Posted by ESC on January 07, 2004
In Reply to: N-word - Guess at Origin posted by Bookworm on January 07, 2004
: : : : I came across a new, darker take on the phrase "[n-word] in the woodpile." See the information in the last three paragraphs.
: : : : N*GGER IN THE WOODPILE (OR FENCE) - "Some fact of considerable importance that is not disclosed; something suspicious or wrong; something rotten in Denmark. The sayings with 'fence' and 'woodpile' developed about the same time and about at the period 1840-50, when the 'Underground Railroad' was flourishing successfully. Evidence is slight, but because early uses of the expressions occurred in Northern states, it is presumable that they derived from actual instances of the surreptitious concealment of fugitive Negroes in their flight north through Ohio or Pennsylvania to Canada under piles of firewood or within hiding places in stone fences." From "Heavens to Betsy" (1955, Harper & Row) by Charles Earle Funk. A second reference agrees with the time period when this expression "appeared." ".[n-word] in the woodpile, a catch or hitch in a situation, a flaw, dates from 1852." From "I Hear America Talking" by Stuart Berg Flexner (Von Nostrand Reinhold Co., New York, 1976).
: : : : A third source, a novel, indicates that meaning has to do with a black person being killed and buried on a property:
: : : : "One time I told Will (that) Fox Run was a beautiful place. He said, 'Don't let it fool you. All these places got a [n-word] in the woodpile.' I wasn't sure what he meant, though.' He tilted his head inquisitively, waiting for me to speak, as if somehow we were old friends.
: : : : 'So Vidrine repeated a racist remark that confirms what you already knew,' Helen said in her office an hour later, 'Maybe a convict was killed on the LeJeune plantation fifty years ago. Or maybe not. We didn't find a body, bwana.'..." From "Last Car to Elysian Fields" by James Lee Burke (2003 Simon & Schuster, New York), Page 262.
: : :
: : : Hi ESC,
: : : The stuff you've provided above is amazing. Howevever while I realise that 'nigger' is a derogatory word for a negro, which has since been extended to cover pretty well anyone with dark skin, but I'm a little surprised at your reticence to type the complete word. Is this a standard thing in the U.S.? The way you've typed it suggests that it's a profanity (noting that there is a fine line if any between a profanity and a racist statement).

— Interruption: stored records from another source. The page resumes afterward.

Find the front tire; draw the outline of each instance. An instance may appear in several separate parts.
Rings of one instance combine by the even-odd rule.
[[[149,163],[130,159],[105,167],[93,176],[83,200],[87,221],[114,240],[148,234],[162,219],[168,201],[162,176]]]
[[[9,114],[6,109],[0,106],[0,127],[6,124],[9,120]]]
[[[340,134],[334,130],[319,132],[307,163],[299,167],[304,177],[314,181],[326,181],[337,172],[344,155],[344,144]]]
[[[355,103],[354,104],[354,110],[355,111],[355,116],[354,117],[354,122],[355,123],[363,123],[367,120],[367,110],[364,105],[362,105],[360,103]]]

: : : Here in Aus we have a host of other derogatory terms for aboriginals, I'm afraid to say. They include boong, darkie, etc. etc. However, I'm not aware that anyone would shy away from spelling the word out if discussing the subject. Is it so taboo in America?

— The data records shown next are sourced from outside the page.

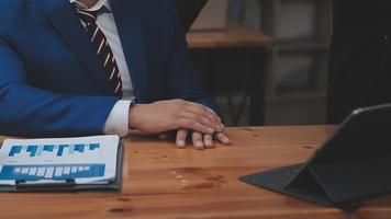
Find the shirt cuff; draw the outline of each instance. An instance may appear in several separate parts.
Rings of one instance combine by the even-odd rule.
[[[119,101],[105,120],[103,132],[125,137],[129,134],[129,108],[131,101]]]

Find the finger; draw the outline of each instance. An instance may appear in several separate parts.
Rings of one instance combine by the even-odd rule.
[[[213,128],[210,128],[201,123],[194,122],[189,118],[179,118],[178,120],[176,120],[176,129],[189,129],[209,135],[213,135],[215,132]]]
[[[167,139],[169,139],[170,138],[170,135],[169,134],[160,134],[159,136],[158,136],[158,139],[159,140],[167,140]]]
[[[217,132],[214,135],[215,138],[225,146],[231,145],[231,139],[223,132]]]
[[[206,106],[203,106],[198,103],[188,102],[186,110],[188,112],[194,113],[196,115],[206,117],[214,124],[220,124],[217,118],[219,116],[213,111],[209,110]]]
[[[211,135],[204,135],[203,145],[205,146],[205,148],[213,148],[213,137]]]
[[[196,120],[197,123],[200,123],[209,128],[212,128],[215,131],[220,131],[220,132],[223,131],[222,126],[220,124],[216,124],[202,115],[197,115],[192,112],[182,112],[180,116],[186,119]]]
[[[178,148],[186,148],[186,139],[188,138],[188,130],[179,129],[177,132],[177,146]]]
[[[194,131],[192,135],[193,146],[198,150],[204,149],[203,141],[202,141],[202,134]]]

: : : Further to that, the word 'nigger' sounds like an abhorration, or derivation of the original word 'negro'. As if it might have started out as say 'nigro', then distorted to become 'nigger'.
: : : Is that how the word came about? Does anyone know?
: : I wrote the word that way for the same reason we write L*tin. I didn't want to draw the type of people who would be googling the n-word. We did have a student researching it once. But I figure the vast majority are up to no good.
: I always assumed is was a sick derivation of the African country Niger.
N*GGER, N-WORD - "When used by a white person to describe a black or African-American person, this is probably the most offensive hateful, hurtful term in the language today. Like Negro, the word derives ultimately from the Latin niger, black. It is not an Americanism, the first recorded use of '[n-word]' being in a 1786 poem by Robert Burns, although variations on it, including 'negar', 'neger,'; and 'niger' are recorded before then. Though African-Americans do commonly use the word in different ways amongst themselves.blacks rarely if ever do so in the presence of whites. Since the O.J. Simpson murder trial in 1995, when evidence of its use by a detective-witness was introduced, it often has been euphemistically called the N-word.Once commonly used expressions such as 'a [n-word] in the woodpile' (concealed but important information, a 'catch' in a situation) are rarely heard today." From "Encyclopedia of Word and Phrase Origins" by Robert Hendrickson (Facts on File, New York, 1997).